What would they do? Is there a dominating (stochastically) alternative?

I don't follow your argument here.

How about a hypothetical?

Let's say government bonds pay 3%, they have done so for decades, and we're confident they will keep doing so for decades.

So right off the bat, no lowering of interest rates ad-infinitum.

Let's also say inflation is 4%.

Everyone wants to beat inflation. But you need to find an investment opportunity for that. And the higher an investment yields, the riskier it is.

If you can't find a good investment, what's plan B? Surely it's not putting your money in a vault and losing 4% a year.
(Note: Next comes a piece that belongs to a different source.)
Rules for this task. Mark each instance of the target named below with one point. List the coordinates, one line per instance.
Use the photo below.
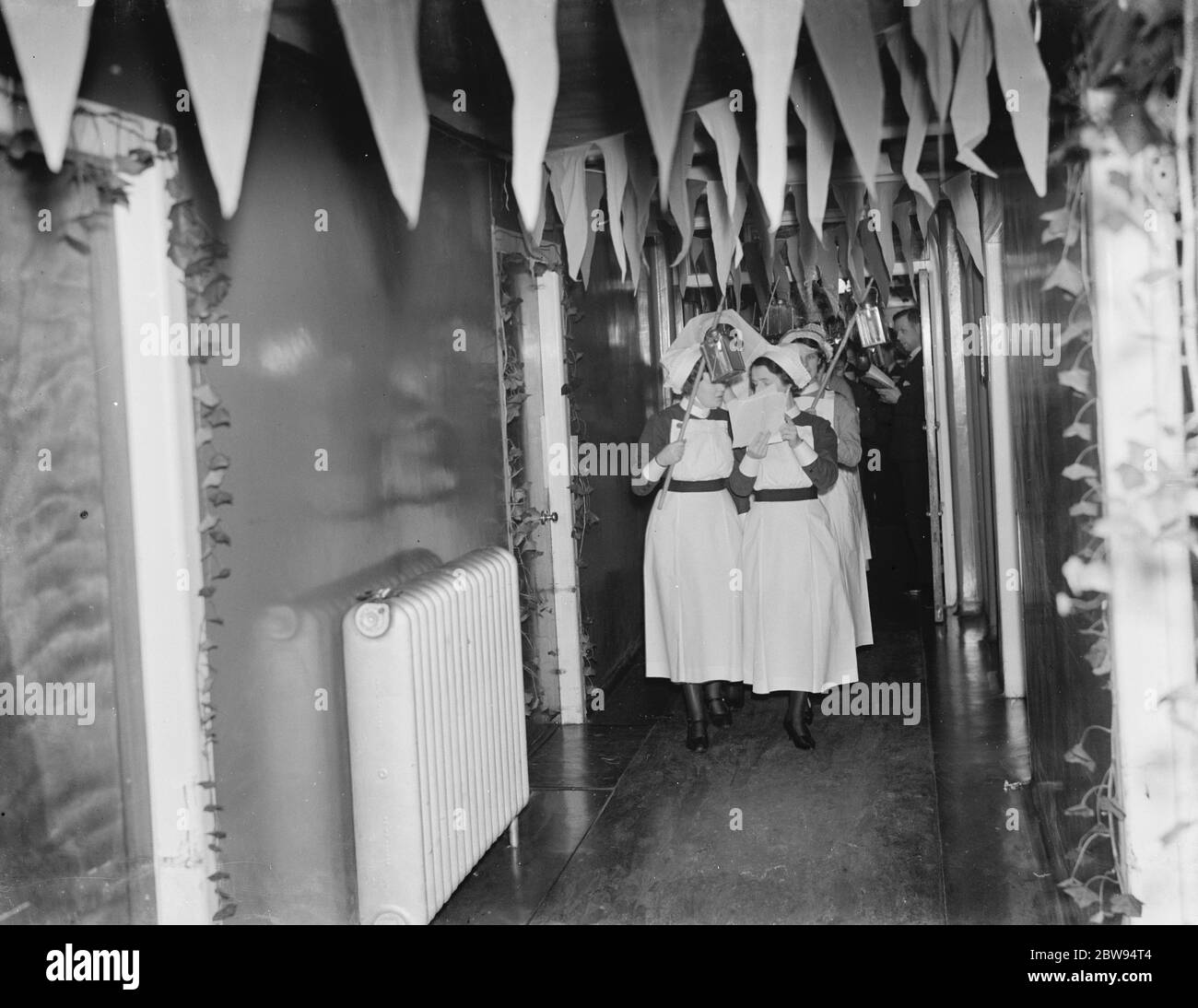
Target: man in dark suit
(909, 449)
Isn't plan B buying the government bonds and losing only 1% a year?

AAA corporate bond yield has always been about ~1% above the treasury yield [1].

Almost nobody has bought government bonds for a long time besides pension funds (due to obligations), banks (due to regulations), foreign governments (due to ForEx necessity), the Fed, and a pretty small amount (~8%) held in 401ks (overwhelmingly by older folks) [2].

Rich people certainly aren't buying Treasuries to protect their wealth - unless it's someone like DoubleLine betting on interest rates only going down and the forced greater fool (pension funds).

401k people are only buying treasuries because of the "age old wisdom" - not because it makes sense unless you think like DoubleLine that treasury yields - long term - are only going down.

[1] https://fred.stlouisfed.org/series/AAA10Y

[2] https://www.thebalancemoney.com/who-owns-the-u-s-national-de...

This is just misinformation, I have worked with investment firms and family offices that regularly buy government securities.
This isn't true.

If you had a bunch of gold, for example, you'd have to pay for security to... secure it.

People are willing to "pay a premium" to store money somewhere risk-free.